I'm going to lose all my loyal grandparent readers. So much for my lucrative publishing deal with AARP magazine. Guess they will have to fill my spot with another article about phone scams.

They don't need to be in the room. They don't even need to come to the hospital, unless you want them to be there. Human babies stay pretty much the same (boring) for the first few days after birth. If anything, they get cuter and less swollen prize-fighter-ish as they adjust to being in the cold, non-aquatic world. Plus, for the first few days, they barely open their eyes except to make that shifty, rolling movement that makes all newborns look like they are plotting something. Since their eyes are mostly closed and they have the memories of goldfish (if even), they aren't going to remember if Mee-Maw and Pee-Paw first met them in the comfort of your living room, where, unlike in a birthing room, your lady parts are sure to be mostly covered.

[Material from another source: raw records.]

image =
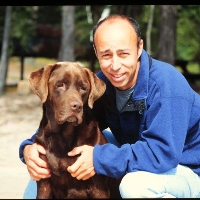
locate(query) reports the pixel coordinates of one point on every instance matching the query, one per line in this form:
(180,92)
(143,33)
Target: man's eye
(106,55)
(124,53)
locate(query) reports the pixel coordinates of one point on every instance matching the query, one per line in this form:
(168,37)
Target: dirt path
(19,118)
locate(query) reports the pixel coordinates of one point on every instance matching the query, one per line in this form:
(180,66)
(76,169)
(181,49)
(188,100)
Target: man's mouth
(117,77)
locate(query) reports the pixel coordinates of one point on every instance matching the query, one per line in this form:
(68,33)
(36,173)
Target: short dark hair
(132,22)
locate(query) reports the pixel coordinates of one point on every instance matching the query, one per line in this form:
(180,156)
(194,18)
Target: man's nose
(115,63)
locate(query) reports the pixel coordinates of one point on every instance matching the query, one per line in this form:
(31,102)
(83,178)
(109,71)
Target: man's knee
(139,185)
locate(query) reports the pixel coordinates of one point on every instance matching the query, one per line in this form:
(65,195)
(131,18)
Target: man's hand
(37,167)
(83,168)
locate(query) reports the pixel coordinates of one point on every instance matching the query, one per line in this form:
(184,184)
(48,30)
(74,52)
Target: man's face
(118,53)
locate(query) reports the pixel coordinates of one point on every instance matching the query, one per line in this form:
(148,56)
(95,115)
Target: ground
(20,116)
(19,119)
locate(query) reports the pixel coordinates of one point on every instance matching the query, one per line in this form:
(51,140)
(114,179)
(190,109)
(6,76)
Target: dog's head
(67,87)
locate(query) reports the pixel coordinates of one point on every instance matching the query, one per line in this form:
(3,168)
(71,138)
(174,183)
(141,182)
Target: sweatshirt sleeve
(23,144)
(160,143)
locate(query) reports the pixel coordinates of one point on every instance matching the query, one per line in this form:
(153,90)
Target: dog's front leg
(44,190)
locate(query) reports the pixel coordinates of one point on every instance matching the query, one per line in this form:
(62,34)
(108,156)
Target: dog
(66,91)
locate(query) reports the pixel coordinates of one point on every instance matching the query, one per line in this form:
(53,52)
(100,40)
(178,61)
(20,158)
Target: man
(152,112)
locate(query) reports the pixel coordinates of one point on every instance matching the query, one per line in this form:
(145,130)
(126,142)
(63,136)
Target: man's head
(118,46)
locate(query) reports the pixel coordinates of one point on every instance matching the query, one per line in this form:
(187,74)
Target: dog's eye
(60,84)
(83,86)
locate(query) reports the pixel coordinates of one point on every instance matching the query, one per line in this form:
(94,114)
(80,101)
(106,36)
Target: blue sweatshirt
(158,128)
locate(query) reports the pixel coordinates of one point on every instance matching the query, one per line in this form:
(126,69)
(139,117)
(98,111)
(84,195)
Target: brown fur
(66,89)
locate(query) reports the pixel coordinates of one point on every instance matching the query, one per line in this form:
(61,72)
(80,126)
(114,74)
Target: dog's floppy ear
(39,81)
(98,87)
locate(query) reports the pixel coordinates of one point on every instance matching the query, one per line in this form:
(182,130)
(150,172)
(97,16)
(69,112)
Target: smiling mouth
(117,77)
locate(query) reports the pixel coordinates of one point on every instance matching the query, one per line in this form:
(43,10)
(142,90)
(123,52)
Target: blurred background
(33,36)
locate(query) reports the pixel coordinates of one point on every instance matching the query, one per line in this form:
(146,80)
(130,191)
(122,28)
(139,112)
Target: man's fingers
(37,173)
(75,151)
(40,149)
(73,168)
(86,174)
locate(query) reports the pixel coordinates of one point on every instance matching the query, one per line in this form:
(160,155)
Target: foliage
(26,18)
(188,33)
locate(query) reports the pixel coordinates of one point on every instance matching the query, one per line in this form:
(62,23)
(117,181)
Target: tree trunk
(66,52)
(167,37)
(4,51)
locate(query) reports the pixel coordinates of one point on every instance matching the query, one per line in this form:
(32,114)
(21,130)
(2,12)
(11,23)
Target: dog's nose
(76,106)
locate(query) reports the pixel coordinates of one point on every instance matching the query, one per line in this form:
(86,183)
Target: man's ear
(140,48)
(95,51)
(97,87)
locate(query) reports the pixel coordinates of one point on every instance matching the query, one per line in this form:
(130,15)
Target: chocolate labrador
(66,90)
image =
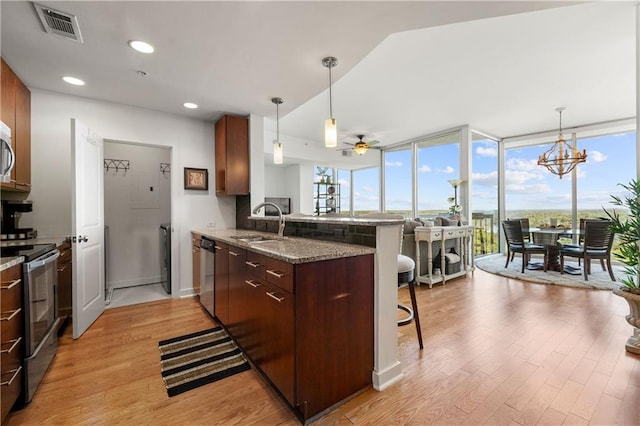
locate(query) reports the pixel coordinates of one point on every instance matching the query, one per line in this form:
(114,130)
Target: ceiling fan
(361,147)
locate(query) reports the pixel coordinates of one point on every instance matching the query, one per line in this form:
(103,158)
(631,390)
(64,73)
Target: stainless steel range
(41,322)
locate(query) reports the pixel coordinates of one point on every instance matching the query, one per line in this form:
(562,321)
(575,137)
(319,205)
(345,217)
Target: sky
(610,160)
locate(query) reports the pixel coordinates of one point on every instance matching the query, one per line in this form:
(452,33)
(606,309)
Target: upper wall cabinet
(15,112)
(232,155)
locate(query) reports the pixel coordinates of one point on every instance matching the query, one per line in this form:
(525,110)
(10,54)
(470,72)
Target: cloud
(518,177)
(485,151)
(538,188)
(485,179)
(596,156)
(522,164)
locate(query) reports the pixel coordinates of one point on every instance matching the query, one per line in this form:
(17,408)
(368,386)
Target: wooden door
(87,224)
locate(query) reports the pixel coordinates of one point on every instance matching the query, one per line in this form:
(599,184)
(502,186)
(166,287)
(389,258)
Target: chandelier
(562,157)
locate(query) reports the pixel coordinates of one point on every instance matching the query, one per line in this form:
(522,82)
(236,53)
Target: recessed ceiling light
(141,46)
(73,80)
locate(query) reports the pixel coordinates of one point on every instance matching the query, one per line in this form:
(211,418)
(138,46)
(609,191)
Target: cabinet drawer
(11,386)
(11,324)
(279,273)
(10,294)
(255,265)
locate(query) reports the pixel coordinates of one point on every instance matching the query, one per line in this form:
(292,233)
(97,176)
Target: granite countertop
(337,220)
(288,249)
(8,262)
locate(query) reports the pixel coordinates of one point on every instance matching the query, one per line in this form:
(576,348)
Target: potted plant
(627,230)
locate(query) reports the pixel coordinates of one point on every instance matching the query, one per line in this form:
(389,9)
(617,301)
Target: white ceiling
(405,68)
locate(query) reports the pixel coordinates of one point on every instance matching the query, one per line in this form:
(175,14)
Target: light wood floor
(497,351)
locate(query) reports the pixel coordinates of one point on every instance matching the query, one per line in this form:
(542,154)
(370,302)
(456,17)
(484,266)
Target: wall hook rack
(110,163)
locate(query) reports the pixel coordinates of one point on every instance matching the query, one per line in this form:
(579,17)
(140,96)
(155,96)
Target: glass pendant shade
(330,133)
(277,152)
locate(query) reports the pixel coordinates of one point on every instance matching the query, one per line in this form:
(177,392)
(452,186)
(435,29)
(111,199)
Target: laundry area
(137,212)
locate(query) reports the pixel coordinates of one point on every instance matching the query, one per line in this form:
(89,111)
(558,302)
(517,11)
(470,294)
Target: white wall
(192,143)
(275,184)
(136,202)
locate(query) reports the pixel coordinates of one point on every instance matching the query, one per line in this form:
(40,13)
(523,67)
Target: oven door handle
(42,262)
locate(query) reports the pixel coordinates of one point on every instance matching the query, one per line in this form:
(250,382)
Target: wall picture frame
(196,178)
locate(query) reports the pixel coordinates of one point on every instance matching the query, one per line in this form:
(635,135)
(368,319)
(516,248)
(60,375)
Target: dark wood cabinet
(65,281)
(232,155)
(11,341)
(237,312)
(15,112)
(221,283)
(195,262)
(307,327)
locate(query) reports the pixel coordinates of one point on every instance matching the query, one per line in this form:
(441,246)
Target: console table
(440,234)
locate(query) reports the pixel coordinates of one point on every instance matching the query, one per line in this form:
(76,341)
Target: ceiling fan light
(330,133)
(361,149)
(278,154)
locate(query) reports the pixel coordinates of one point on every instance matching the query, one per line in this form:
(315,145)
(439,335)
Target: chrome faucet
(280,215)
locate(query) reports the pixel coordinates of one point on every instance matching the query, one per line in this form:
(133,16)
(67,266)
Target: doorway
(137,204)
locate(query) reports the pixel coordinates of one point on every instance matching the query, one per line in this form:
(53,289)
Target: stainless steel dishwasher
(207,266)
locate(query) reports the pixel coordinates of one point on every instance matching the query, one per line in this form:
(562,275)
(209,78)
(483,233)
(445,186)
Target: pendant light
(330,128)
(278,155)
(562,157)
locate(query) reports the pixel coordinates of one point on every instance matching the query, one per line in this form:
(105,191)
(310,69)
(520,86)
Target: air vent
(58,23)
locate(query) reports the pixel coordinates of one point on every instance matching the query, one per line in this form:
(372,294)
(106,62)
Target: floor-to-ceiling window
(344,179)
(398,181)
(438,162)
(534,192)
(366,190)
(611,160)
(484,194)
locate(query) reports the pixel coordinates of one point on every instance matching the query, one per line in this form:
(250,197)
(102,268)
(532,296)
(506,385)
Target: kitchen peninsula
(336,289)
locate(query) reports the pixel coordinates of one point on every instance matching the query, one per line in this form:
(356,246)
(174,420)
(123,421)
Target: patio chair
(517,244)
(597,243)
(525,235)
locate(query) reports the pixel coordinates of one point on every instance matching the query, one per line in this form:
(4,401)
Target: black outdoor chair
(526,236)
(517,244)
(597,243)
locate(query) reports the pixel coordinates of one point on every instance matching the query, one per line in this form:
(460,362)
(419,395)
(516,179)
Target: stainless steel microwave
(7,157)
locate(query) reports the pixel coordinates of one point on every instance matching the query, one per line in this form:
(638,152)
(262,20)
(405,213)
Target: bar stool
(406,275)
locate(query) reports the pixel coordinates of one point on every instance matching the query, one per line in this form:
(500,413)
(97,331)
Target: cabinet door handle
(15,374)
(13,314)
(275,273)
(15,343)
(253,283)
(10,285)
(274,296)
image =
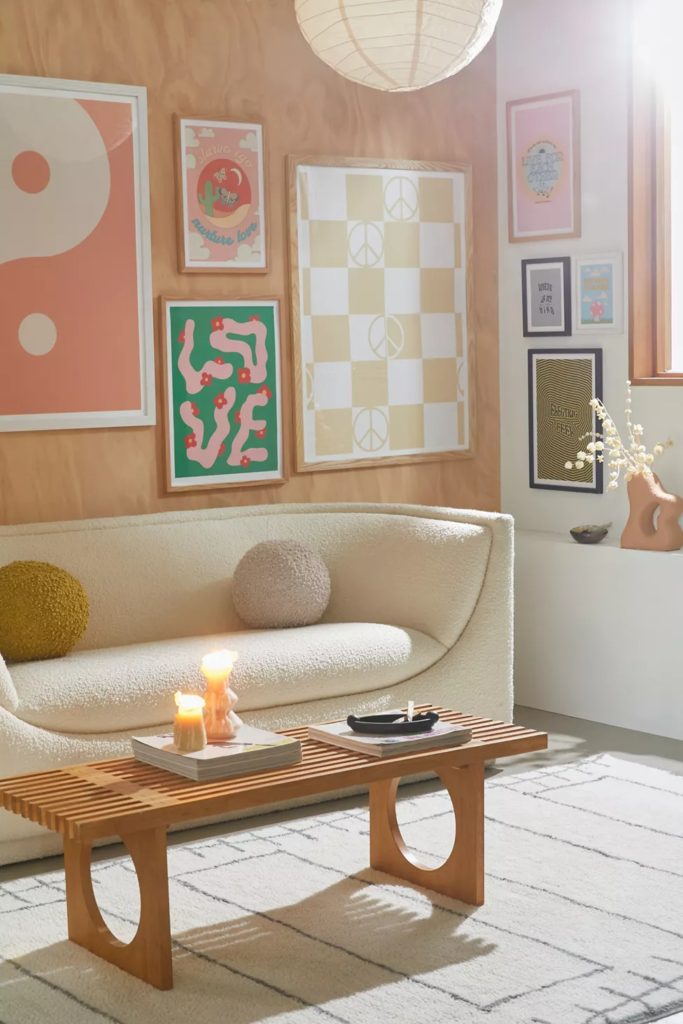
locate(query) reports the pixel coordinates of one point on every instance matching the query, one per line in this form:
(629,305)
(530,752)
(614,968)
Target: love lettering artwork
(76,332)
(221,214)
(223,413)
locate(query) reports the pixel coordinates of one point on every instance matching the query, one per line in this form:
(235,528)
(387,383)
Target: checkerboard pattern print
(383,312)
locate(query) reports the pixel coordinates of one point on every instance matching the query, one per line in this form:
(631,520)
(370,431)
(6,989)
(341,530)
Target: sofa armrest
(8,695)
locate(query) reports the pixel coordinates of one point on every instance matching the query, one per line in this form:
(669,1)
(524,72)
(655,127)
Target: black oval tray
(393,724)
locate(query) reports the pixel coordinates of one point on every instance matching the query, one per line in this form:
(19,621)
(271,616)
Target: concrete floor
(569,738)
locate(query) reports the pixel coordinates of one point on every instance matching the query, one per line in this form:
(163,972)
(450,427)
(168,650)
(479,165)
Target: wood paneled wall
(247,58)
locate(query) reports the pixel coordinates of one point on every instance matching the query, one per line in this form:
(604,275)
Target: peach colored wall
(247,58)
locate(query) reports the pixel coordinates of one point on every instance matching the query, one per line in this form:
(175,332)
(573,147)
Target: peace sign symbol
(366,245)
(371,429)
(400,199)
(386,337)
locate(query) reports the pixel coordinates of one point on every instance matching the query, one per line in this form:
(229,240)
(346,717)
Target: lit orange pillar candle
(219,719)
(188,731)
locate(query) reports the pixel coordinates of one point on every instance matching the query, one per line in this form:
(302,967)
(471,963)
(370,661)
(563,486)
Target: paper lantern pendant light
(397,45)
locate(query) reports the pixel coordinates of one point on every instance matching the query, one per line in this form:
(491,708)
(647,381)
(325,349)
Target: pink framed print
(77,327)
(544,167)
(221,196)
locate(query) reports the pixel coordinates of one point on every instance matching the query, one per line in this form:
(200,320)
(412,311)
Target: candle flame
(219,660)
(188,701)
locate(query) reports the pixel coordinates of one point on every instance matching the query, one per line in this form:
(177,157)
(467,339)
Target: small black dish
(393,724)
(589,535)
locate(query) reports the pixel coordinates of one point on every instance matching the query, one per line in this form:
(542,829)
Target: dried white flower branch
(634,460)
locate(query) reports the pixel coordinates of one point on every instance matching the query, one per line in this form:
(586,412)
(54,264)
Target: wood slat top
(111,798)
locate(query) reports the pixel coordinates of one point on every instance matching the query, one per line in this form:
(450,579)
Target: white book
(251,750)
(378,745)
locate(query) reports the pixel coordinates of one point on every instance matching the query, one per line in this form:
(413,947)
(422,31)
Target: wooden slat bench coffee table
(137,803)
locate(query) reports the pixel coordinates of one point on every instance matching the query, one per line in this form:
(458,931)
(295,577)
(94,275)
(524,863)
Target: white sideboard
(599,632)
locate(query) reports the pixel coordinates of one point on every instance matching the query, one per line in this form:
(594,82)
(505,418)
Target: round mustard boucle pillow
(281,584)
(43,611)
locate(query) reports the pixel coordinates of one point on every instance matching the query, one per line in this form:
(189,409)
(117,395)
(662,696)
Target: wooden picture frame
(561,383)
(258,369)
(345,322)
(547,297)
(78,317)
(544,167)
(242,227)
(599,294)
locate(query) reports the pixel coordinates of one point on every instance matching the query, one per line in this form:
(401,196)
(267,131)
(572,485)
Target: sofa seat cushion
(121,688)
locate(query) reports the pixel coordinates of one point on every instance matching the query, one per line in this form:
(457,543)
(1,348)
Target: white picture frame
(591,273)
(140,251)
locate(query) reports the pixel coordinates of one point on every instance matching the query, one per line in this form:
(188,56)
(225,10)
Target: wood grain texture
(247,59)
(462,873)
(649,225)
(147,955)
(115,798)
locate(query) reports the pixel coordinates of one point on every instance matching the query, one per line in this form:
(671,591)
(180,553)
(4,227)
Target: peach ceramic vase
(646,496)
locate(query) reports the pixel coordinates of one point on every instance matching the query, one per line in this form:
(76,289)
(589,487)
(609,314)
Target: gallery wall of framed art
(274,87)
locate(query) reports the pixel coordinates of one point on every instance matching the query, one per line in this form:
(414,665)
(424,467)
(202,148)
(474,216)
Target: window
(656,194)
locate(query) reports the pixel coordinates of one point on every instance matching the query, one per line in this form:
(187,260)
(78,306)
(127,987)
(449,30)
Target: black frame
(597,353)
(565,263)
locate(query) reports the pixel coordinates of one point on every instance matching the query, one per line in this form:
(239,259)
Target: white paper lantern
(397,45)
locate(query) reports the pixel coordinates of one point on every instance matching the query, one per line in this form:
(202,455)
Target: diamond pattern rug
(583,922)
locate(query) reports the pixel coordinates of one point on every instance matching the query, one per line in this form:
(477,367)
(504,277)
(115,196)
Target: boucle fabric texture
(169,574)
(95,691)
(287,924)
(443,572)
(281,584)
(43,611)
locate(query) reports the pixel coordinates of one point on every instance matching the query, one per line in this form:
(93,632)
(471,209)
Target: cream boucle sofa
(421,608)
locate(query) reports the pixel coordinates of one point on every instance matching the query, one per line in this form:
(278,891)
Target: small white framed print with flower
(599,294)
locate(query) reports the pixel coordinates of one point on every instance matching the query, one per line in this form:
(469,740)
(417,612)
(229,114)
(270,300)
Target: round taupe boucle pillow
(279,584)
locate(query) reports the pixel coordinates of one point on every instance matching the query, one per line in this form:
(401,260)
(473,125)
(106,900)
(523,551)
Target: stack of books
(252,750)
(340,734)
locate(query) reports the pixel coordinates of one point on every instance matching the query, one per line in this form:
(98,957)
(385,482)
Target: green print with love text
(224,382)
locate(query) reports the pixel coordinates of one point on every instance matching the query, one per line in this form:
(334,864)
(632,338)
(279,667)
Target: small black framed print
(547,297)
(561,384)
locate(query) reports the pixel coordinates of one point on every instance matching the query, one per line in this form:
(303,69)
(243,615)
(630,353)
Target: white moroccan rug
(583,922)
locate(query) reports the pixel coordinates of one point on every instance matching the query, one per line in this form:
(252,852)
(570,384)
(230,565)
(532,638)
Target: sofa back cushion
(168,576)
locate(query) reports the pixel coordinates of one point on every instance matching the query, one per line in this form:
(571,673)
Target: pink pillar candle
(219,720)
(188,731)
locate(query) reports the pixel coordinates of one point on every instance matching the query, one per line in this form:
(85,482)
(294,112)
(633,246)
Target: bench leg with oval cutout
(147,955)
(462,875)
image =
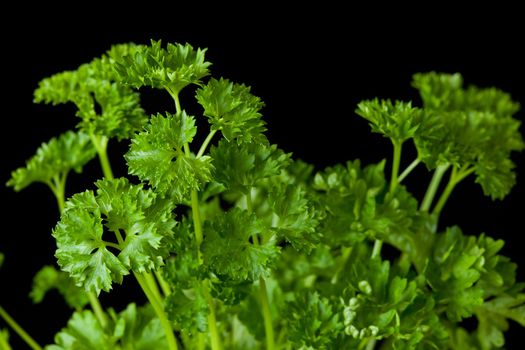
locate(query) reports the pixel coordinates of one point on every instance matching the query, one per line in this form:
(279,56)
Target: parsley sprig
(237,245)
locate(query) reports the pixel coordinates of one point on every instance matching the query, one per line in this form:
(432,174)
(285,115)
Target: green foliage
(105,107)
(70,151)
(117,207)
(171,68)
(49,278)
(264,251)
(228,252)
(132,329)
(398,121)
(157,155)
(473,127)
(232,109)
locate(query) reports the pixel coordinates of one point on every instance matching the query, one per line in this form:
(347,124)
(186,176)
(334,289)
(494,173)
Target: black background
(311,68)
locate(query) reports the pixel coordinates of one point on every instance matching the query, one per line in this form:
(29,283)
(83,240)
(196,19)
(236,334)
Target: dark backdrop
(310,69)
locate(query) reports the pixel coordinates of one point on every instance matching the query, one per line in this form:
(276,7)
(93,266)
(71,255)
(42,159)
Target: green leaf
(157,155)
(132,329)
(398,121)
(239,167)
(313,324)
(118,206)
(70,151)
(232,109)
(189,309)
(473,127)
(171,68)
(142,329)
(105,107)
(228,252)
(49,278)
(83,332)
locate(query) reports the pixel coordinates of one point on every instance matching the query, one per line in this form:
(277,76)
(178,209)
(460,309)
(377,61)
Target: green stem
(97,308)
(455,177)
(206,143)
(163,284)
(408,170)
(19,330)
(371,344)
(376,252)
(152,284)
(267,315)
(196,218)
(212,318)
(159,310)
(263,291)
(175,96)
(398,146)
(101,145)
(433,187)
(4,345)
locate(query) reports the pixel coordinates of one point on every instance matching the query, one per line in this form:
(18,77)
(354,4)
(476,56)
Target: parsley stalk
(147,284)
(433,186)
(263,291)
(216,343)
(456,176)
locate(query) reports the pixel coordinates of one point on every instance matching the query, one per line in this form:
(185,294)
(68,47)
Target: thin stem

This is not to say that some women don't want their whole family in the room or to say that there is anything wrong with having family members present at a birth. I support that choice. I don't support birth-crashing. How ever much money they have given you, it didn't buy them a ticket to the show. Gifts are gifts. They don't come with contingencies. Could they take it out on you later? Sure. But let's hope we can avoid that kind of scorn. What you need is a blocker. (I frame most social issues within the context of "Smokey and the Bandit.") You need someone to drive up in a black TransAm and take all the attention away from you and get some asphalt between you and the in-laws.

  1. Have your husband talk to them. He is their perfect, intelligent, handsome, darling boy, who just happened to marry you. Just have him say that it will probably be pretty crowded in the birthing room, what with all the skilled professionals who will be assisting, so it would be better if they weren't there. Note, the absolute WORST thing he can say is, "My wife, who replaced you in my heart and took me away from you, doesn't want you in the room when your grandchild is born." See the difference? In the GOOD example, the situation is beyond both of your control. It is just physical space limitations. In the BAD example, you are an evil succubus.
  2. Next, let the nursing staff at the hospital know that you want to limit visitors. They should understand and honor your request. If they don't, you should give birth elsewhere. They should ask you before they let anyone into the room and they should keep the number of visitors low (2 is the usual number). Again, this is distancing you from the enforcement. Have you ever argued successfully with a maternity nurse? Neither have I, and I argue for sport. They operate on a whole different level.
  3. When you get home, remember that you decide when you have visitors. Here is where you will need your husband to run blocker again.  Most people will call before they come over. Some may drop by with food, not expecting to visit. Let your husband answer the door and the phone. You should set yourself up in a private room so that you don't have to worry about greeting guests, washing your hair or being awake. If you are breastfeeding, this will limit the interruptions and allow you to feed on-demand. If you aren't breastfeeding, it will still allow you to feed on-demand and you won't have to explain to people why you aren't breastfeeding. When you are comfortable, you can either let your husband take the baby to the guests, or you can go out yourself. I assure you that no one wants to see you, so don't feel bad if you prefer to catch some much-needed sleep while everyone acts like yours is the first baby they have ever seen that doesn't look like Mr. Magoo

So that's the plan. It isn't going to solve all your problems with your in-laws. They clearly want to be involved and that should be encouraged, assuming they aren't going to teach your child how to count cards and smoke cigars...before you do. They are probably going to push the boundaries of your privacy and parenting repeatedly. The blocker plan sets up the way to handle all these issues. Resist the temptation to engage in any way. You may hear your husband on the phone and want to help him. Don't. You will feel the urge to yell when they yell. Don't. You will want to convince them of the merits of your position. Don't. When the baby comes, you won't have time for any of that. They need to put on their big-kid pants and respect your decisions. That's is the first rule of motherhood that takes the longest to learn. Momma doesn't have time to argue.

What was the final decision regarding the graphics for the website?

The final vote was in favor of keeping the original graphics, but I can't see alienating the 3 people who voted for the cartoons, since they make up about 20% of my readership. I guess I'll just have to compromise and make the creepy graphics more cartoon-y. That will be more work, so I expect to take out my frustration on my loved ones and my readers.

*Original post forgot the link to "Smokey and the Bandit." I guess not everyone has seen that movie, since it's 2012.